As illustrated in our example, it might not always be possible to retrieve enough recommendations for a match based on a full journey. To work around this limitation, we recursively retrieve recommendations for all the suffixes of the journey. We obtain the suffix of a journey by removing its first page. In our example, the only suffix of journey {Page 1; Page 2} is {Page 2}. Based on that suffix, we would also recommend page 6 (probability 3/7) and page 7 (probability 4/7).

Weights are used when recommendations are generated from different suffixes. The idea is to give more importance to recommendations based on the full journey compared to recommendations based on suffixes. To do so, we attribute decreasing weights to each subsequent suffix. In our example, we could use a weight of 2/3 for the full journey and a weight of 1/3 for the first suffix - we want our weights to sum to 1. The rate at which weights decrease from one level to the next is a parameter of our model. In this example, it is set to 0.5. The table below shows how our final recommendations would be built.

Generating recommendations

Note that in this made up example, Page 7 would be recommended before Page 4 based on its weighted probability.

In this post, we have introduced the process of capturing a user journey and making a recommendation separately to better explain the logic of our recommender. In practice, a single API is updating the tree and returning recommendations.

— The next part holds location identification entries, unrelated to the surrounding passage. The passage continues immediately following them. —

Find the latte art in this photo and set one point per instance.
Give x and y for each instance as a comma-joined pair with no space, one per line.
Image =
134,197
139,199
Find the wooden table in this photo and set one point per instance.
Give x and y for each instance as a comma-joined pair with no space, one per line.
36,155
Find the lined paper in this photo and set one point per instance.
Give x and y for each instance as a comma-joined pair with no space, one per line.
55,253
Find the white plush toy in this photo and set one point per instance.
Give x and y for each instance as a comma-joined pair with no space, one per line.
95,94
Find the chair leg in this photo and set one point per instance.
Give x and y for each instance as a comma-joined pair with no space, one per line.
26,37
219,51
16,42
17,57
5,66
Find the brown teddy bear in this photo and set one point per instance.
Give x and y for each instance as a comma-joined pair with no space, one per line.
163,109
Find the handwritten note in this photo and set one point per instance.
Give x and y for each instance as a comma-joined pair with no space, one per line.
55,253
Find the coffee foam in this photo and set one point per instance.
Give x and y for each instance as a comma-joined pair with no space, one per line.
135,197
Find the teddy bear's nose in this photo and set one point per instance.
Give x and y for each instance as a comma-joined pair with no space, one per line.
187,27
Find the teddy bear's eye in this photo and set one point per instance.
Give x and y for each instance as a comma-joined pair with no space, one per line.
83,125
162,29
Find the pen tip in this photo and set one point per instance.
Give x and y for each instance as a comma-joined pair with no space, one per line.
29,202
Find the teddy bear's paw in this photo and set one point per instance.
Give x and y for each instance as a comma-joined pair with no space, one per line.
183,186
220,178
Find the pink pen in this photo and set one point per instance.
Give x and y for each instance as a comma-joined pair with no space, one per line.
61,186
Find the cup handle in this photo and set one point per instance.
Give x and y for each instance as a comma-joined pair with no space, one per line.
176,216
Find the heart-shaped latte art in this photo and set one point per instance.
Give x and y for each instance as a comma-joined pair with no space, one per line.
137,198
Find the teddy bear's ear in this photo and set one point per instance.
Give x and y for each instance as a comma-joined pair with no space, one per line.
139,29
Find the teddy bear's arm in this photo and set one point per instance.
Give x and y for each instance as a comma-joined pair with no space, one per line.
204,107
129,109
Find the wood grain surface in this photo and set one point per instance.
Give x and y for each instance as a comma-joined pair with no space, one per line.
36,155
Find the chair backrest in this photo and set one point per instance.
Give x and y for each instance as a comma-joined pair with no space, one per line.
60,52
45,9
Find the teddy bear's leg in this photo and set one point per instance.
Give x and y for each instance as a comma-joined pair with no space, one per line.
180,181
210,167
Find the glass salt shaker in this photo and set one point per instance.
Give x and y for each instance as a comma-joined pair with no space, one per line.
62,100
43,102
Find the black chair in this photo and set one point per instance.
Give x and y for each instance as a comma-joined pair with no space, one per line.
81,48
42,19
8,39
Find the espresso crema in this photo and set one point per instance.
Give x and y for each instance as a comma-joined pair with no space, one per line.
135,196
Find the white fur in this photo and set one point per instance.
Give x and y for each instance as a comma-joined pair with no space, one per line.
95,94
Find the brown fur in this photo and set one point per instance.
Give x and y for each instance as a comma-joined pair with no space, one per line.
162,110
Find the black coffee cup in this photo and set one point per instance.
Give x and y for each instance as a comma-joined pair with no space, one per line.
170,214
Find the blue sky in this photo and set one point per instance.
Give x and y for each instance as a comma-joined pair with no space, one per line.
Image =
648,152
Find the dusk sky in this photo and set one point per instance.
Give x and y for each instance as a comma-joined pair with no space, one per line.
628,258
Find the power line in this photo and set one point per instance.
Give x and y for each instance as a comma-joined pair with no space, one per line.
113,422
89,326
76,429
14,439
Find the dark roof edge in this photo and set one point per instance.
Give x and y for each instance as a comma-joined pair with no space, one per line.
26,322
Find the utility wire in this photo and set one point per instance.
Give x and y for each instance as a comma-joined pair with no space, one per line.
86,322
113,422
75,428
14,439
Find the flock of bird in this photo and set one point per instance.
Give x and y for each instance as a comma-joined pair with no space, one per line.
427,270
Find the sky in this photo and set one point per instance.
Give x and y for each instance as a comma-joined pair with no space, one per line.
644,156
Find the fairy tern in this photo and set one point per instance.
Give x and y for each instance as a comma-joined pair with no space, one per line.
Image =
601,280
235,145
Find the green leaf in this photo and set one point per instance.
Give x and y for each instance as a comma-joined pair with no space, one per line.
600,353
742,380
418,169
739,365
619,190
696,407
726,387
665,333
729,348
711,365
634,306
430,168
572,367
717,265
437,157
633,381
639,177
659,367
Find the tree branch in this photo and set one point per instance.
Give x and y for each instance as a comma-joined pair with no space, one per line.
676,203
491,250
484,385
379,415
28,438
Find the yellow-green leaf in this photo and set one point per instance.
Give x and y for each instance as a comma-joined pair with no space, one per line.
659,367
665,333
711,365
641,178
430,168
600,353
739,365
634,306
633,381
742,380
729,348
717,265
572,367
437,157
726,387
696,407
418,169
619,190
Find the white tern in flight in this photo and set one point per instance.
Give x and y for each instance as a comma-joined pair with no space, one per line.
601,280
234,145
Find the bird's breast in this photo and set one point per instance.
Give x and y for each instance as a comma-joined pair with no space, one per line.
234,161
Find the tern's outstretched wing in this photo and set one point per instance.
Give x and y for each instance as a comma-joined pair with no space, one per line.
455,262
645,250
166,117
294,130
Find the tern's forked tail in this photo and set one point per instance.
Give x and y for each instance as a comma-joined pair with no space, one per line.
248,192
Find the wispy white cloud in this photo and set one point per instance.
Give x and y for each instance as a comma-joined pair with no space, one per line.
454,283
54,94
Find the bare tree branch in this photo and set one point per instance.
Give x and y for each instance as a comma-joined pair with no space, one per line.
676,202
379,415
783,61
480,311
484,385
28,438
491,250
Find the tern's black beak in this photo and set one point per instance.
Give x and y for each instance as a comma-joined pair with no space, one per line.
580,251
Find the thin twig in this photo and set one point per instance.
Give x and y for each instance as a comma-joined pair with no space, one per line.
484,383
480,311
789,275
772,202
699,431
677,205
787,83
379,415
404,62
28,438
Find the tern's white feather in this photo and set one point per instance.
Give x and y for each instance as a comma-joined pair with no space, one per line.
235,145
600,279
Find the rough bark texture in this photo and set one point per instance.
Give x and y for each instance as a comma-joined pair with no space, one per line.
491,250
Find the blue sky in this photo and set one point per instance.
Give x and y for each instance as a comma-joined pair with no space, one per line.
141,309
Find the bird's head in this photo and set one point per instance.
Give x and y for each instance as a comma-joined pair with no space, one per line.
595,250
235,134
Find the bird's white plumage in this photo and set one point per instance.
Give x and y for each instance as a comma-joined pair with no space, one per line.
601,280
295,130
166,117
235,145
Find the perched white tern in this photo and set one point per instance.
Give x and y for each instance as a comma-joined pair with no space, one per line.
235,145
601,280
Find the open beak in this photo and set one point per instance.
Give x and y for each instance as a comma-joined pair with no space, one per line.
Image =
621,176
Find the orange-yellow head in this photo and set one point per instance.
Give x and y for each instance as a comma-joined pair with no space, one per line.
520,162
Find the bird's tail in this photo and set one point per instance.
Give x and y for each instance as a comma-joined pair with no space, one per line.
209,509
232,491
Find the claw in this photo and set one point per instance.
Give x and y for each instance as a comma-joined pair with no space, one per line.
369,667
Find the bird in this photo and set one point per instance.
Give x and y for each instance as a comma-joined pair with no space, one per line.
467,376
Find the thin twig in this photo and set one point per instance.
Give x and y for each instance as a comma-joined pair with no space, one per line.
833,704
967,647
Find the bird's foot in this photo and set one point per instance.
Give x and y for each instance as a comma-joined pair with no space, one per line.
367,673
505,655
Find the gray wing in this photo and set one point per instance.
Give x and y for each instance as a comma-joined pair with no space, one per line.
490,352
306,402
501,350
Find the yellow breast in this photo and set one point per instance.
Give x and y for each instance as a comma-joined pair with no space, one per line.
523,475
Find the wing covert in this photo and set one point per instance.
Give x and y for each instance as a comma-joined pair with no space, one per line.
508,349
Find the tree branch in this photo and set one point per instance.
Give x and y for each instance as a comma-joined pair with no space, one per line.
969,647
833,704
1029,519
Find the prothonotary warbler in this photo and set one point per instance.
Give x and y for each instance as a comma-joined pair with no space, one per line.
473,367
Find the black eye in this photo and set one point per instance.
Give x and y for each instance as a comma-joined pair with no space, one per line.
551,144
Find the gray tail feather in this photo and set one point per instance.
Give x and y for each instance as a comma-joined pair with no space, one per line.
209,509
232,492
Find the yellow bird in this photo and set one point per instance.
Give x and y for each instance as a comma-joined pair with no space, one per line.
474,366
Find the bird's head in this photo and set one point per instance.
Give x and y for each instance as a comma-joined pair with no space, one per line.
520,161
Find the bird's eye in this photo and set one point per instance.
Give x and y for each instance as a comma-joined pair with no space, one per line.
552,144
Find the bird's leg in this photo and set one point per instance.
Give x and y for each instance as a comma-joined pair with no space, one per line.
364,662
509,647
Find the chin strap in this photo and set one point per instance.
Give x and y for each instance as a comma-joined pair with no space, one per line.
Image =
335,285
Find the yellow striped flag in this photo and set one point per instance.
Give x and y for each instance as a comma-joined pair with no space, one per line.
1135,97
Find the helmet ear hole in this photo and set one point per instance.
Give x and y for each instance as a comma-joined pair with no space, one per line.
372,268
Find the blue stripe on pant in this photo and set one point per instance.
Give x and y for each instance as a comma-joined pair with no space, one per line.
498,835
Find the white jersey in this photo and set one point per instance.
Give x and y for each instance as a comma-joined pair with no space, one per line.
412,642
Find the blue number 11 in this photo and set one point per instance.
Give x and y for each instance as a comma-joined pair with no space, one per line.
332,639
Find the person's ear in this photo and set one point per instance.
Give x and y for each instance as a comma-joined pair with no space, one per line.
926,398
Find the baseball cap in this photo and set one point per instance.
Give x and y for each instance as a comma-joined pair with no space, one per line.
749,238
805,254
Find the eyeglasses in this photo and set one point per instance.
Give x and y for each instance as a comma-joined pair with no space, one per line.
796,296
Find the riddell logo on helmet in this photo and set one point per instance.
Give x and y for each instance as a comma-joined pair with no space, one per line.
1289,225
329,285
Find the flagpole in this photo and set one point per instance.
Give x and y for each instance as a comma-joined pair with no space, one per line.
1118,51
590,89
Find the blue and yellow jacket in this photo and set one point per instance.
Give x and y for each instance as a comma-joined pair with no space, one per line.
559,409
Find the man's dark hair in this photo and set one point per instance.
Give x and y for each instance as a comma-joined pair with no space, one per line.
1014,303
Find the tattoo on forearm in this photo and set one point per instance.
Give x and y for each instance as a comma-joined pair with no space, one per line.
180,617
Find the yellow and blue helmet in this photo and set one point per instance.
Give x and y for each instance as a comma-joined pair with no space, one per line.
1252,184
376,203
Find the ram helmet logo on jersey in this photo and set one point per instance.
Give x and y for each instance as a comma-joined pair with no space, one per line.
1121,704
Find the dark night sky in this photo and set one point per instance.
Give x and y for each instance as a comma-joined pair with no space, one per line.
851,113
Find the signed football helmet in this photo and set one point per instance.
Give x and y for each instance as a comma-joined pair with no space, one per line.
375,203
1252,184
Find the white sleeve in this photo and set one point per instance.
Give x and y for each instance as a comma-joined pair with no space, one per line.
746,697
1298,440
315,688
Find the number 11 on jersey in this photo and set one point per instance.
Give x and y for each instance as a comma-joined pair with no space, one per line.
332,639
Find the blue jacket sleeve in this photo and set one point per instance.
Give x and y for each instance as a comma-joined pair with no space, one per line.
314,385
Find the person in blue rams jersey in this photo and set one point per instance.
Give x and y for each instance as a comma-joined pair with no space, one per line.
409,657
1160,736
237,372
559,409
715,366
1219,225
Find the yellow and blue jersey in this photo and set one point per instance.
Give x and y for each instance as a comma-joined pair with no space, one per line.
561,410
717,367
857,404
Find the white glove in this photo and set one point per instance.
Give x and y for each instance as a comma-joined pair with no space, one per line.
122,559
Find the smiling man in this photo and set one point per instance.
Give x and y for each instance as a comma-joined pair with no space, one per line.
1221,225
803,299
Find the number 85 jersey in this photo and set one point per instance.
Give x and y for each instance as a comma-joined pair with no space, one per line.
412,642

So, how is it working so far? We started to test the recommender described in this post on our website. The first results are showing a significant increase in Click Through Rate (CTR) compared to a baseline where a list of “most read” articles is displayed in the same position on the page. These first results are quite encouraging and should help us to move towards our objective of increasing user engagement.

Obviously, this is only the beginning of our journey. We still work on improving this first recommender and explore other ways to make recommendations based on a context tree. We also work in parallel on recommenders based on similarity of content. Hopefully, a future post will share more details on our progresses and will show how this recommender compares to other approaches.

[1] F. Garcin, C. Dimitrakakis, and Boi Faltings. “Personalized news recommendation with context trees.” Proceedings of the 7th ACM conference on Recommender systems. ACM, 2013.